There are only two options. I can stick to the paths that lead onto the campus, which are partially hidden by the large trees overhead, or cut across the lawn and take the shorter, but more exposed, route.

Before I can decide, there’s the warning sensation of magickal power in front of me. Robin Goodfellow appears out of nowhere, drunken smile in place and glass of beer in hand. I let out a squawk of surpr

ise when I run into him, which he finds amusing. He lifts his glass and wraps an arm around my shoulders. “Phineas Smith... That’s your name, isn’t it? Your friends were pretty worried about you.”

No shit, Sherlock.

I shrug out from under his arm and keep running. Well, trying to run. Goodfellow has a hand gripping the back of my shirt, slowing me down as he stumbles to keep up. He jabbers away, asking how I intend to defend myself, if I think anyone’s coming to help me, if I’m scared to die. I don’t waste my air to answer, even as I respond in my head.

Can’t defend myself consistently. The only person who ever shows up in the middle of my shitshows is Roark, and he’s not even on campus. As for the third question... Can’t be scared of the inevitable.

Every moment I’m delayed, the inevitable threat of my death comes closer and closer to reaching me. There’s no way I’ll get to the side paths in time to beat this wraith to campus. I need to cross the lawn instead, exposed to the wraith’s attention and with Goodfellow hanging on me.

I’m halfway over the expanse of damp grass when Goodfellow stumbles hard and loses his grip on me. A moment later, he yelps a curse and then he’s gone, leaving nothing more than his glass of beer tumbling to the ground.

“Stop!”

The force of the wraith’s scream is like taking a socket wrench to the balls. I stumble, wincing as I fight my body’s urge to obey the command.

We learn spellcasting at Mathers, but most magickal beings these days can’t infuse their words with power. Only the older beings can, the ones that crawl out of the shadows of the outer darkness in search of a fix. They’re bloodhounds drawn to raw power and they never give up the hunt easily, which is why I have more run-ins with them than other magick users do over the course of their entire lives.

“Stop,” the wraith orders again.

This time, my knees lock up, my legs snap together, and I eat shit in the middle of the lawn. I roll to a stop a few feet away and try to crawl. Too bad my body’s having none of it.

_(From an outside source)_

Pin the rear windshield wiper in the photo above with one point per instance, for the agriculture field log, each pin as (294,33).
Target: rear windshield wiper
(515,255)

The wraith hovers twenty feet from me. That greenish flame has extended from its eyes, engulfing its body in hellfire. A pale, fleshless hand reaches out toward me and even across the distance, the invisible pressure of its bony fingers digs into my chest. “Power.”

I wince as the wraith’s magick tries to claw its way farther into me, searching for the ley line’s source. “Look, if I could give you some, I would. The problem is I don’t really have a lot of control in stressful situations like this.”

The grass around my body starts to quiver, like it’s caught in a light breeze. Here and there, tufts begin steaming, then smoking. My control wavers in and out, sending flickers of darkness through my vision and worse nausea curling through my guts. Dammit. Thirsty Thursday and ley lines don’t seem to mix.